Although Evergrande has emerged as the symbol of the debt-laden structure with liabilities of $300bn at home and abroad, the Chinese property sector as a whole owes an estimated $5 trillion, according to analysts at Nomura.

It's not just Evergrande, it's so many others and quite a few of the major ones as well. Real estate and affordable housing has become a global issue for young consumers. Churn of the Middle Class is occurring at an astounding rate. Wealth inequality is the real world GenZ grows up in, not just environmental uncertainty. Chinese GenZ are laying flat for a variety of reasons. The U.S. has no intention of making 'common prosperity' a priority any time soon.

In China, property companies must come up with $92bn as bond payments mature in the next year. There's growing alarm that the liquidity crisis at Evergrande will spill over to other developers as President Xi Jinping maintains measures to cool the property market. Fears of contagion risks intensified this month after a surprise default by Fantasia Holdings Group Co. spurred a dramatic selloff in the offshore market.  The domino effect could be immense since Chinese consumers have been misled to put all their eggs in one basket. It's a massive pyramid scheme.

S&P said: "In the most severe scenario, the liquidity of as much as one-third of rated Chinese developers will come under pressure. The entities most at risk are overwhelmingly rated 'B-' to 'B+'. Over 50% of our rated portfolio of Chinese developers falls into this ratings category."

Capital Economics warned this week that China's manufacturing and construction sectors were "on the cusp of a deeper downturn that could pull down China's growth to just 3% next year". We have to be realistic that the chip sector, supply chain disruptions, Delta plus and China's real estate crisis are not going away any time soon. The equity market bubble won't last forever.

The state of the property market, which accounts for about 25% - 35% (estimates vary) of the Chinese economy, makes for an alarming backdrop to these problems. Since consumers have 75% of their wealth in real estate, a crash could cause social upheaval. The Chinese stock market has already lost much of its value suddenly due to a torrent of regulatory announcements. The barrier to move funds for Chinese in mainland China is significant.

 Home sales by value tumbled 16.9% in September from a year earlier, after a 19.7% drop in August, according to Bloomberg calculations based on official data released last Monday. This doesn't truly blow up until the end of 2021 or sometime in 2022.

Chinese developers are facing a "triple whammy" with dwindling access to offshore financing, "catastrophic" September pre-sales and a limited onshore banking market. Economic karma is quickly arriving for China. You pay to grow too fast in gimmick debt-based ponzi schemes. How does the story actually end? It could put China back ten years.

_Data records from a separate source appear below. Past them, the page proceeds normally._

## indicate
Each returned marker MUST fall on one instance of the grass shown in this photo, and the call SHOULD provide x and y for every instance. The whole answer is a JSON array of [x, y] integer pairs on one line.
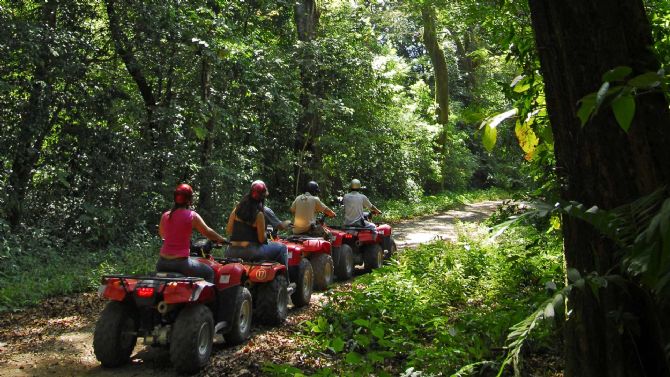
[[34, 265], [395, 210], [438, 309]]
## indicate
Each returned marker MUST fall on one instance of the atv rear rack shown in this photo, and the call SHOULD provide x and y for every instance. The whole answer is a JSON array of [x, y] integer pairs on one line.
[[188, 279]]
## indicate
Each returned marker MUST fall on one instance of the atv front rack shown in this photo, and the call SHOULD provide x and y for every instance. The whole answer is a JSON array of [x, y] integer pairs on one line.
[[189, 279]]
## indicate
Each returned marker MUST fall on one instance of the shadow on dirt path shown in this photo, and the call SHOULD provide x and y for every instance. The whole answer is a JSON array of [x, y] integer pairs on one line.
[[56, 339]]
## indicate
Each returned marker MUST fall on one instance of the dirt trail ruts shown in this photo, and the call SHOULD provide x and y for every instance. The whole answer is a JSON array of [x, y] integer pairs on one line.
[[56, 339]]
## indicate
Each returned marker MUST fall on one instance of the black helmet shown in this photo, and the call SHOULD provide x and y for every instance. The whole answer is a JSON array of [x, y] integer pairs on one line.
[[313, 187]]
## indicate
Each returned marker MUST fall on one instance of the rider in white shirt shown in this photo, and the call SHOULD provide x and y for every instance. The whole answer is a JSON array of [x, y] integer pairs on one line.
[[354, 204]]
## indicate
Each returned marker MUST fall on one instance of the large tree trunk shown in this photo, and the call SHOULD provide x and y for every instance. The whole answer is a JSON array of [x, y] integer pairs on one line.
[[599, 164], [206, 204], [150, 96], [439, 62], [306, 14], [35, 122]]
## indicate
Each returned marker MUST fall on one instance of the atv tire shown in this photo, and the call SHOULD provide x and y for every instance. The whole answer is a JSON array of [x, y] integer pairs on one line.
[[390, 247], [343, 257], [192, 339], [373, 256], [240, 327], [272, 301], [304, 284], [115, 334], [323, 271]]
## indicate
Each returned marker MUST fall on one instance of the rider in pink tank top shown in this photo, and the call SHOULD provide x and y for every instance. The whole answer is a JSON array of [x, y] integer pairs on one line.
[[178, 227]]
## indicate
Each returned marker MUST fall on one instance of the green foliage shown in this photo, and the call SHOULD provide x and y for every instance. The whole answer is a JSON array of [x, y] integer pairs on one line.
[[394, 210], [439, 307], [34, 266], [621, 96]]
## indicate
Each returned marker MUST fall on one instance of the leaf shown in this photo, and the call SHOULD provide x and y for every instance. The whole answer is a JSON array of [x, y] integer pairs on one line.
[[646, 80], [617, 74], [516, 80], [489, 138], [602, 92], [200, 132], [378, 332], [362, 322], [624, 111], [549, 311], [375, 357], [353, 358], [573, 274], [527, 138], [521, 87], [586, 108], [337, 344], [490, 125]]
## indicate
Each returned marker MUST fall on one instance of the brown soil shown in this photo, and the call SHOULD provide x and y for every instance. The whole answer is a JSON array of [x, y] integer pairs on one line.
[[55, 339]]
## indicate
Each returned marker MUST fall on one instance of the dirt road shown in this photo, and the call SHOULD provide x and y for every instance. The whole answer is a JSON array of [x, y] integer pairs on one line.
[[56, 338]]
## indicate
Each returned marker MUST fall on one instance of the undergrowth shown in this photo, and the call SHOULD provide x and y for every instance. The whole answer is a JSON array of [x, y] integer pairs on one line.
[[438, 309], [35, 265], [395, 210]]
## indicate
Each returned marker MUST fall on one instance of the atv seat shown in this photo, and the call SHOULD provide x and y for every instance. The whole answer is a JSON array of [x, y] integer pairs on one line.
[[169, 275]]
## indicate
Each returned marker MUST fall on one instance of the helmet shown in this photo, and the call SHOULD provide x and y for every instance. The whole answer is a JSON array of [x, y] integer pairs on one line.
[[183, 194], [313, 187], [258, 190]]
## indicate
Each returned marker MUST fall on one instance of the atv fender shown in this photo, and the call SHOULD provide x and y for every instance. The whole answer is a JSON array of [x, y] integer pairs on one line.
[[116, 290], [227, 302], [294, 254], [384, 230], [228, 275], [183, 292], [265, 272], [316, 246]]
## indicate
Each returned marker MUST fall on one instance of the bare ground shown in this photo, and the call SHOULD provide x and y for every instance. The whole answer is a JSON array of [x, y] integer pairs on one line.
[[55, 339]]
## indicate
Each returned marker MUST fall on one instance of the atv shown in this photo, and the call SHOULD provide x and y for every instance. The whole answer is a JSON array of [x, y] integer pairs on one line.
[[303, 250], [367, 247], [176, 311]]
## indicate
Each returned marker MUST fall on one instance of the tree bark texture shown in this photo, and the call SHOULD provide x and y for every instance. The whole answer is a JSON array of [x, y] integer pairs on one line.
[[306, 15], [156, 99], [439, 62], [35, 120], [599, 164], [205, 198]]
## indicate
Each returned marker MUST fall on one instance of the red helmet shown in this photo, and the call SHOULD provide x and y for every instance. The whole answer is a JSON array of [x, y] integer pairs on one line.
[[183, 194], [259, 190]]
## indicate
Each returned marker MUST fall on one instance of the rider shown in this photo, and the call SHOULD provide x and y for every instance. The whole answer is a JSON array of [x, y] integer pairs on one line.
[[175, 229], [305, 207], [354, 203], [246, 227]]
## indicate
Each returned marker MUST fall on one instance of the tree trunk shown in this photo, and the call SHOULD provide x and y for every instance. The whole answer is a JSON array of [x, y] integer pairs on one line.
[[439, 62], [154, 104], [206, 205], [306, 14], [35, 122], [466, 65], [599, 164]]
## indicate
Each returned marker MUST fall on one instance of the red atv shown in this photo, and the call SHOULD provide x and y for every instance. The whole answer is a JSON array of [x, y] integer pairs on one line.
[[360, 245], [312, 251], [184, 313]]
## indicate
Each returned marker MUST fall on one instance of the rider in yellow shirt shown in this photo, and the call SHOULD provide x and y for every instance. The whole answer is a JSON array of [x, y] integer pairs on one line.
[[305, 207]]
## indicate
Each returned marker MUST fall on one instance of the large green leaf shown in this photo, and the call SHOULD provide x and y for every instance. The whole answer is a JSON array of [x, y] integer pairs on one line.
[[646, 80], [528, 140], [617, 74], [490, 125]]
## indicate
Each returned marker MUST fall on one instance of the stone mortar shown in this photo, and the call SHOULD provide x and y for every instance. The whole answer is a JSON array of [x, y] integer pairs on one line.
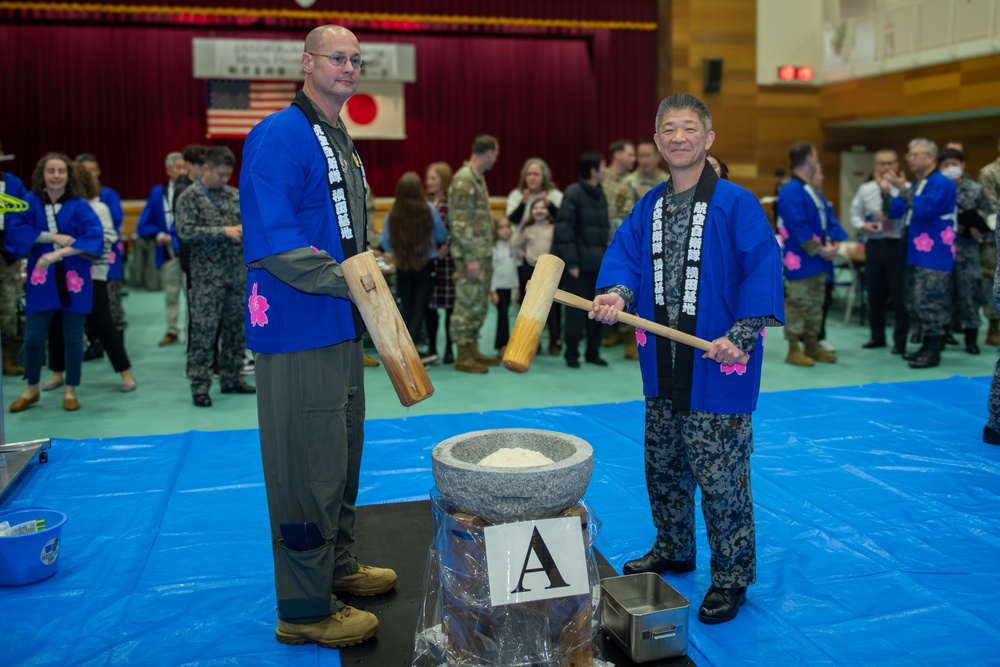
[[501, 495]]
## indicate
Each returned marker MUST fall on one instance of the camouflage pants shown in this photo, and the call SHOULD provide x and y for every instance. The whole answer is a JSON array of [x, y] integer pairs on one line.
[[932, 300], [10, 295], [804, 306], [215, 307], [988, 259], [115, 302], [685, 450], [472, 299], [993, 402], [967, 277]]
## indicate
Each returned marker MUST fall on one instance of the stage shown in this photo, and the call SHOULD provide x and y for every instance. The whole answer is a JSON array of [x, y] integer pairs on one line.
[[877, 534]]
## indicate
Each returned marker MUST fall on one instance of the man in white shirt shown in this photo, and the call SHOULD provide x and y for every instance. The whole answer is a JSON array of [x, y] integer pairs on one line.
[[885, 259]]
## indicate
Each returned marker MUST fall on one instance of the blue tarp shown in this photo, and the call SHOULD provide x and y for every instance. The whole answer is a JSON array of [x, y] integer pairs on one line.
[[878, 533]]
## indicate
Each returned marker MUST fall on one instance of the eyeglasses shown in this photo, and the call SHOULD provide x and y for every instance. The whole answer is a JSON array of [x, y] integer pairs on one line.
[[338, 60]]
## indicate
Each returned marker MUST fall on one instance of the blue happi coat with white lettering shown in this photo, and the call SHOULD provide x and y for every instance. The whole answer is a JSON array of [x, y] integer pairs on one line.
[[740, 278]]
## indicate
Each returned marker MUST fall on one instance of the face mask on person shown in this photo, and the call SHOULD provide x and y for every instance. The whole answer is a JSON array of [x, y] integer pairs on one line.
[[952, 173]]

There are a number of stocks that could be impacted and have already felt the bizarre impact of dwindling sentiment and a dire future in real estate. To pretend that this does not impact the global economy is also naïve. For China, this is only the beginning. This year has seen the longest slump since 2015 in new construction starts, while property sales by floor area dropped 15.8% in September, the third monthly decline in a row. New mortgages are down 9% this year.